The Rev. Joseph Farnes
First Sunday after the Epiphany / Baptism of Christ, Year C
All Saints, Boise
While it’s been a few years since the Boise foothills have been on fire, we here are no strangers to the threats of fire. Year after year, as the heat of summer climbs to yet another terrible record, the air gets thick with hazy smoke from fires to the west, dying the blue sky a shade of brownish-orange and making it harder to breathe. We watched last summer as beloved parts of Idaho north of us and toward Redfish Lake were eaten up by hungry flames. We watched as Eastern Oregon saw acre after acre consumed by wildfires. And this week we watched as Southern California was hit by wildfires fueled by the intense Santa Ana winds.
And here we have this Sunday’s reading from Isaiah: “when you walk through fire you shall not be burned, and the flame shall not consume you.”
What do we do with it?
Whenever tragedy strikes, whenever something outside of human control cuts through a community, there are always folks who want to attribute blame. Some say that the tragedy is God’s punishment for something, and they point to the many verses in the Bible that do just that. It’s always a convenient interpretation, though; it just so happens that the people suffering are people they hate already.
And on the flip side – those who suffer may find themselves rightly asking, “where is God?” as they look around at the devastation. They look and wonder why this could happen, where is God in the midst of it.
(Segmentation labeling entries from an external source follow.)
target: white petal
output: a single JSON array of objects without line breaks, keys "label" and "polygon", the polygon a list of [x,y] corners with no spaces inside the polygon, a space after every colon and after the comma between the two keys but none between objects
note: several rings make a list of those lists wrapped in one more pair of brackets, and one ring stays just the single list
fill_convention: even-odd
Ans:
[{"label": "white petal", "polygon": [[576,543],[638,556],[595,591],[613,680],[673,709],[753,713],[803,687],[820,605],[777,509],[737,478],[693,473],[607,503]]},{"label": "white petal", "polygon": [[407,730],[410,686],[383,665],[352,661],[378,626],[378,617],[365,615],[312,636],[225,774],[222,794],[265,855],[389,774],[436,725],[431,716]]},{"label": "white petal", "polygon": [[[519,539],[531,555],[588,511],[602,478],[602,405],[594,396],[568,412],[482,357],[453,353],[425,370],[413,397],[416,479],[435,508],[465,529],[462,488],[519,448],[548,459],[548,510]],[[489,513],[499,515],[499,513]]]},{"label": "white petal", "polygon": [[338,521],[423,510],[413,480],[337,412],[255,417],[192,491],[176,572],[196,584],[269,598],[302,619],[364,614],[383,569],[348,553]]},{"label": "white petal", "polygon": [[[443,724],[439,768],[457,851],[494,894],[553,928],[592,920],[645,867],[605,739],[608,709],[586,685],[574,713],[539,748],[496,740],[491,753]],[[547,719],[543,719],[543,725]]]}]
If God was punishing, then why them – were they guilty, or caught in the crossfire, collateral damage? In human war, innocents and civilians are supposed to be protected from the ravages of war, though so often that rule is violated by ruling the civilians “guilty” anyway; is God just as heartless and undiscerning as so many political and military leaders?
This question haunts humanity. What are we, and why do we suffer so?
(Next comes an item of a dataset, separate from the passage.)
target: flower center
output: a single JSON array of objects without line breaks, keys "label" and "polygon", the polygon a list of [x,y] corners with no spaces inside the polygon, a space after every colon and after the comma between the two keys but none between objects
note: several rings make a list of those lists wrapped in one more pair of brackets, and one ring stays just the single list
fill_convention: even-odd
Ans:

No wonder the Bible does not speak with one voice. Justice demands the guilty be punished – and yet the guilty go free, and the innocent suffer injustices. We see holy, virtuous people oppressed, cut down, martyred. We see wickedness elevated and honored with riches and glory.
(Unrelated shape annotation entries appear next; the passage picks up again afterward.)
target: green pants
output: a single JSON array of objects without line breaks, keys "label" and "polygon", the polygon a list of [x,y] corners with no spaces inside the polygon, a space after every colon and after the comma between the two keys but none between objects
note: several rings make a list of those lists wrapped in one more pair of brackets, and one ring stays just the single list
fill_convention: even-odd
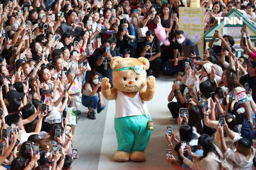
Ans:
[{"label": "green pants", "polygon": [[[148,116],[151,119],[150,116]],[[147,128],[147,123],[149,120],[143,115],[115,118],[115,130],[118,144],[117,150],[129,153],[135,151],[144,151],[148,143],[151,134],[151,131]]]}]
And, in all of it, we want to understand. We want to understand why.
And no answer will really satisfy. Whenever we sit down and decree this is why there is suffering, we’re left with so little room for our heartache and pain. “It’s just the way it is,” or “it must be God’s will,” or “it’s all for the best” or any other multitude of platitudes do not make room for the painful and bloody experience of suffering. Human suffering, human pain is not a mathematical equation that, once solved, will make all of the pain go away. That’s just not how it works, nor should we want it to work; how many people have been “comforted” by well-meaning friends that there must have been a reason why? (This would be the plot of the book of Job in the Bible, by the way)
So what do we do? We turn to Jesus on the cross, and we remember his baptism.
On the cross, Jesus suffers unbearable pain in his body and the unbearable pain of feeling abandoned in his spirit. He cries out on the cross, “My God, my God, why have you forsaken me?” the words of Psalm 22 on his lips. Jesus, our Lord and Savior, fully human and fully divine – he suffers the pain of abandonment. Abandoned by friends – feeling abandoned by God the Father. On the cross, it is right for us to see our pain and suffering embraced here – Jesus feels our pain with us in real time. Flames, sickness, despair, fear – all that we suffer is gathered in the body of Christ on the cross.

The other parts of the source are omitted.